[Golang] A complex Chinese coding problem

Source: Internet
Author: User
This is a creation in Article, where the information may have evolved or changed.

Today in the online encounter a problem, think very interesting, help people answer.

Demand

Insert the Chinese data in the MySQL database encoded as Latin1, and the Latin1 encoded string is transcoded to GBK by another system and sent as text message content.

Simple version Solution

import (    "golang.org/x/text/encoding/charmap"    "golang.org/x/text/encoding/simplifiedchinese")func Convert(src string) (string, error) {    gbk, err := simplifiedchinese.GBK.NewEncoder().Bytes([]byte(src))    if err != nil {        return "", err    }    latin1, err := charmap.ISO8859_1.NewDecoder().Bytes(gbk)    if err != nil {        return "", err    }    return string(latin1), nil}

Analytical

Latin1 namely iso-8859-1, copy a section of introduction, see Baidu Encyclopedia

Because the ISO-8859-1 encoding range uses all the space within a single byte, the stream and storage of any other encoded byte stream in a system that supports iso-8859-1 is not discarded.
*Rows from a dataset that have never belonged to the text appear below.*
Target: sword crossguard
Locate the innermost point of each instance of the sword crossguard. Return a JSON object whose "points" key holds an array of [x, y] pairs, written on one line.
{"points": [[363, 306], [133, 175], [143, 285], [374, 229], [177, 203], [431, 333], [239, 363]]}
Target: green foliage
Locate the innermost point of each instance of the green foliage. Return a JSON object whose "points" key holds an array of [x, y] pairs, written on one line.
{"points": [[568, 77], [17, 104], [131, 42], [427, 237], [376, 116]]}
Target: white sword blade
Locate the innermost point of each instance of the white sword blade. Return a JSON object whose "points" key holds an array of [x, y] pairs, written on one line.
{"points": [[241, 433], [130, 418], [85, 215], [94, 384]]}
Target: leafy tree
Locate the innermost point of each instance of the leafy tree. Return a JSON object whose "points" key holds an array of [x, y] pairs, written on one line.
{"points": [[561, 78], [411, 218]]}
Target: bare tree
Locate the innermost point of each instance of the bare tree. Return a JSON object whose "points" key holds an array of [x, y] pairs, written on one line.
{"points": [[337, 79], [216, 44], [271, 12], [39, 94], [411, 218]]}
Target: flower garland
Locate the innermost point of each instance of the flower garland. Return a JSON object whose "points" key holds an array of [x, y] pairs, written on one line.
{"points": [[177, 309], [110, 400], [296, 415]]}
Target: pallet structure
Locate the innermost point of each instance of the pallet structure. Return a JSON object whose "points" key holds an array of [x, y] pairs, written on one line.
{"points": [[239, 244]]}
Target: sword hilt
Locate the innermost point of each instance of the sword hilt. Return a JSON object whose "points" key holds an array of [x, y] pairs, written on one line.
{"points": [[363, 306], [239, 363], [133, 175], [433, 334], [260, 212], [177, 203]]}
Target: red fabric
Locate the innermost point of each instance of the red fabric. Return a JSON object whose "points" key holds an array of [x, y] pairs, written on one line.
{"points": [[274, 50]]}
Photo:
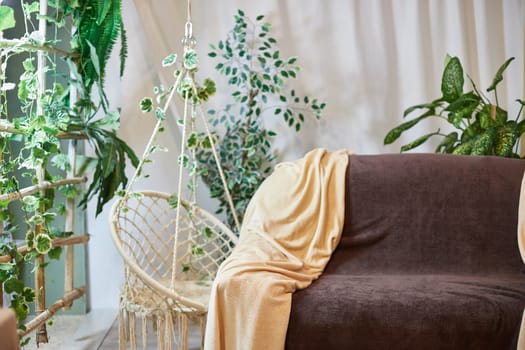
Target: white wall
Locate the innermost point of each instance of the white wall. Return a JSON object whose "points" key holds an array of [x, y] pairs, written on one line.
{"points": [[368, 59]]}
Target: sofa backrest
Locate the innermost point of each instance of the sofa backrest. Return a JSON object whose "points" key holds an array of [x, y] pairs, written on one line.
{"points": [[430, 213]]}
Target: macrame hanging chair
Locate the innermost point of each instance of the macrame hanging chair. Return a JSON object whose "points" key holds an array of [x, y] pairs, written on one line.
{"points": [[171, 247]]}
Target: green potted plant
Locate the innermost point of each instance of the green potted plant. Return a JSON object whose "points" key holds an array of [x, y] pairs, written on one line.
{"points": [[482, 126], [258, 79]]}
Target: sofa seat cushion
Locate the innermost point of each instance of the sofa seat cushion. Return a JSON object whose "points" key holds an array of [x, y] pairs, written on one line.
{"points": [[407, 312]]}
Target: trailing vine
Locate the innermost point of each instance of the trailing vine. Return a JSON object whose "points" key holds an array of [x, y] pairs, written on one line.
{"points": [[31, 138]]}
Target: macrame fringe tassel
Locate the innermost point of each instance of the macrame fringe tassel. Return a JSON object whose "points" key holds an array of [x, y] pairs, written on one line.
{"points": [[122, 325], [168, 331], [202, 321], [160, 332], [144, 322], [132, 330]]}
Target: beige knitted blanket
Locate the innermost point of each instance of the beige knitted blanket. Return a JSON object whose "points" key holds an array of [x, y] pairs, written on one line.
{"points": [[290, 229]]}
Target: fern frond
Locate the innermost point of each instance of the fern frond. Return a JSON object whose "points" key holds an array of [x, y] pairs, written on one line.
{"points": [[123, 48]]}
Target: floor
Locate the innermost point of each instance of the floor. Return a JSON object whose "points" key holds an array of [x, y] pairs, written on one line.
{"points": [[97, 330]]}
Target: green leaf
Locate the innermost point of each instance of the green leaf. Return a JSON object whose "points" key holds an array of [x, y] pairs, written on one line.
{"points": [[55, 253], [452, 80], [506, 137], [417, 142], [7, 18], [447, 144], [169, 60], [499, 75], [94, 58], [431, 105], [484, 143], [13, 285], [159, 113], [146, 104], [43, 243], [191, 59], [110, 121]]}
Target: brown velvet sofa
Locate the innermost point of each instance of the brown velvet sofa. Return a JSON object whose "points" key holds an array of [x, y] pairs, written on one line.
{"points": [[428, 258]]}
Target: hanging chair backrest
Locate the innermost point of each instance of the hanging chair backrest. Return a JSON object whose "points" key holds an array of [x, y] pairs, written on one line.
{"points": [[145, 228]]}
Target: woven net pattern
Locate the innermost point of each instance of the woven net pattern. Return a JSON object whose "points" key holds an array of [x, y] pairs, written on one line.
{"points": [[167, 274]]}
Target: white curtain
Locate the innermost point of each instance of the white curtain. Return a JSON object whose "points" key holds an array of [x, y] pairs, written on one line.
{"points": [[367, 59]]}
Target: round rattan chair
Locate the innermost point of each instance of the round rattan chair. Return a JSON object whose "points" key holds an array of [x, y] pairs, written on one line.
{"points": [[168, 276]]}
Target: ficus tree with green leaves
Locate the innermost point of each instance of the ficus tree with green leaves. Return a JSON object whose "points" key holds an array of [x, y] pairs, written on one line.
{"points": [[259, 83], [482, 126]]}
In other words, it is no problem to treat any other coded byte stream as iso-8859-1 encoded. This is a very important feature, the MySQL database default encoding is Latin1 is the use of this feature. ASCII encoding is a 7-bit container, and the ISO-8859-1 encoding is a 8-bit container.

First of all, the principle of dealing with coding issues: ensure that both write and read use the same set of rules .
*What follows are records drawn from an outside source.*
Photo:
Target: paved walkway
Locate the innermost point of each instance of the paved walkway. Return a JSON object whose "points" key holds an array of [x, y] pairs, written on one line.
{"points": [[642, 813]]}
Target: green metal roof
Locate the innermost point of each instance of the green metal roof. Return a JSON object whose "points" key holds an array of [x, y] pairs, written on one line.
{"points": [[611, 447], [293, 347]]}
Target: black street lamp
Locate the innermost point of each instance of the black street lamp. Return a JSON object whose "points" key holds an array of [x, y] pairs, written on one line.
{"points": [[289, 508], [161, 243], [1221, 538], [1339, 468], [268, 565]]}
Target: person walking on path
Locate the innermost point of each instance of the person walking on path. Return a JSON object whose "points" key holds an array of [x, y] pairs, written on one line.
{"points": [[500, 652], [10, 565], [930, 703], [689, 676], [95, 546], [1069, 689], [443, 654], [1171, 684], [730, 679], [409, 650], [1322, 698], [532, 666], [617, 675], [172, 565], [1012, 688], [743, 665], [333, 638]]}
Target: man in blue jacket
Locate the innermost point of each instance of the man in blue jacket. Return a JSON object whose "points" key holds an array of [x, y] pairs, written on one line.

In accordance with this principle is in the middle of the database does not support the Chinese problem how to deal with, to first look at the other system how to read the data:
Transcode Latin1 encoded string to GBK as SMS content
So our mission is to:
Force transcoding to Iso-8859-1 and then into the database using the GBK encoding of the SMS content
Clear the task, the back is realized.

    1. Utf8->gbk,golang is UTF8 encoded, then the first transcoding GBK. One thing to note here is that the encoder.string () method cannot be used because it forces the encoded GBK byte stream to be decoded with the Golang built-in UTF8 decoder, and the resulting garbled String cannot be restored back to the original GBK byte stream.

    2. GBK byte throttle forced to iso-8859-1 byte stream, how to do it? is to do nothing ...
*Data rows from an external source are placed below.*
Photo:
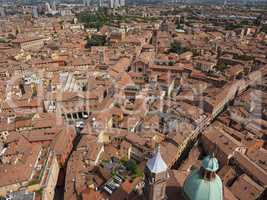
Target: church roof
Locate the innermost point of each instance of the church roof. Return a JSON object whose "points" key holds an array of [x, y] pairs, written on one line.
{"points": [[197, 188], [210, 163], [156, 164]]}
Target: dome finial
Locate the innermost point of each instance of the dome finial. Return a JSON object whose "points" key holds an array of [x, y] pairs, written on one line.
{"points": [[157, 148]]}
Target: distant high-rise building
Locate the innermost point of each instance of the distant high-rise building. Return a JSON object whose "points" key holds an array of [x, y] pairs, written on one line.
{"points": [[35, 12]]}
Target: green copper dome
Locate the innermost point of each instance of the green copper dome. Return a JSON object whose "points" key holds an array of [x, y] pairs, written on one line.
{"points": [[197, 188]]}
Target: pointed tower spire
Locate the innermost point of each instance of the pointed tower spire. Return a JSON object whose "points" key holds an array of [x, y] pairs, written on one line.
{"points": [[156, 176]]}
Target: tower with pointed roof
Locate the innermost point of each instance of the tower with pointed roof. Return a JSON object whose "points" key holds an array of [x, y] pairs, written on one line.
{"points": [[204, 183], [156, 177]]}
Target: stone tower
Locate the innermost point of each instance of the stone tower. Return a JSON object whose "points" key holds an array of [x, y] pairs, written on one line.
{"points": [[156, 176]]}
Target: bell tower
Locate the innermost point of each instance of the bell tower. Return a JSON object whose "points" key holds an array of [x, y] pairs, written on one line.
{"points": [[156, 177]]}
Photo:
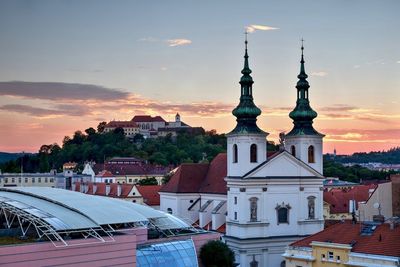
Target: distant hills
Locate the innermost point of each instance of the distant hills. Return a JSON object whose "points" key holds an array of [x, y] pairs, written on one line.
{"points": [[4, 156], [391, 156]]}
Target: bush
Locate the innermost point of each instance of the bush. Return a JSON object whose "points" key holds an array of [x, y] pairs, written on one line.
{"points": [[216, 254]]}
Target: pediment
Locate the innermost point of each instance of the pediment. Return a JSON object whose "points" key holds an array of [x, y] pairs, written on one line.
{"points": [[283, 165]]}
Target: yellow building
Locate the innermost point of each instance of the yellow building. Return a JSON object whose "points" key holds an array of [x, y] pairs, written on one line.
{"points": [[348, 244]]}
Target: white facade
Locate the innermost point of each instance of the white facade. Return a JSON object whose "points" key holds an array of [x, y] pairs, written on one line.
{"points": [[255, 230], [241, 164], [302, 144]]}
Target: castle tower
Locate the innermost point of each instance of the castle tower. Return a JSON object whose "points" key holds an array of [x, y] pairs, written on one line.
{"points": [[246, 142], [303, 141]]}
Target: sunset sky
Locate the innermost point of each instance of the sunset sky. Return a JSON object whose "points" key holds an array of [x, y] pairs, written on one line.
{"points": [[68, 65]]}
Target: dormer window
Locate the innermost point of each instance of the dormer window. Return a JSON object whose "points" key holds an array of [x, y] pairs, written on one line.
{"points": [[293, 151], [253, 153], [235, 154], [311, 158]]}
    3. Iso-8859-1 byte stream->utf8 string, I'm not quite sure how to commit in SQL []byte, then a conservative approach is to first iso-8859-1 transcoding to UTF8, and then the database driver will UTF8 back to iso-8859-1 commit.

Another point can be mentioned, because Iso-8859-1 does not support Chinese, so directly submit UTF8 Chinese, the database driver will directly replace the Chinese as?.

Related Article

Contact Us

The content source of this page is from Internet, which doesn't represent Alibaba Cloud's opinion; products and services mentioned on that page don't have any relationship with Alibaba Cloud. If the content of the page makes you feel confusing, please write us an email, we will handle the problem within 5 days after receiving your email.

If you find any instances of plagiarism from the community, please send an email to: info-contact@alibabacloud.com and provide relevant evidence. A staff member will contact you within 5 working days.

A Free Trial That Lets You Build Big!

Start building with 50+ products and up to 12 months usage for Elastic Compute Service

  • Sales Support

    1 on 1 presale consultation

  • After-Sales Support

    24/7 Technical Support 6 Free Tickets per Quarter Faster Response

  • Alibaba Cloud offers highly flexible support services tailored to meet your exact needs.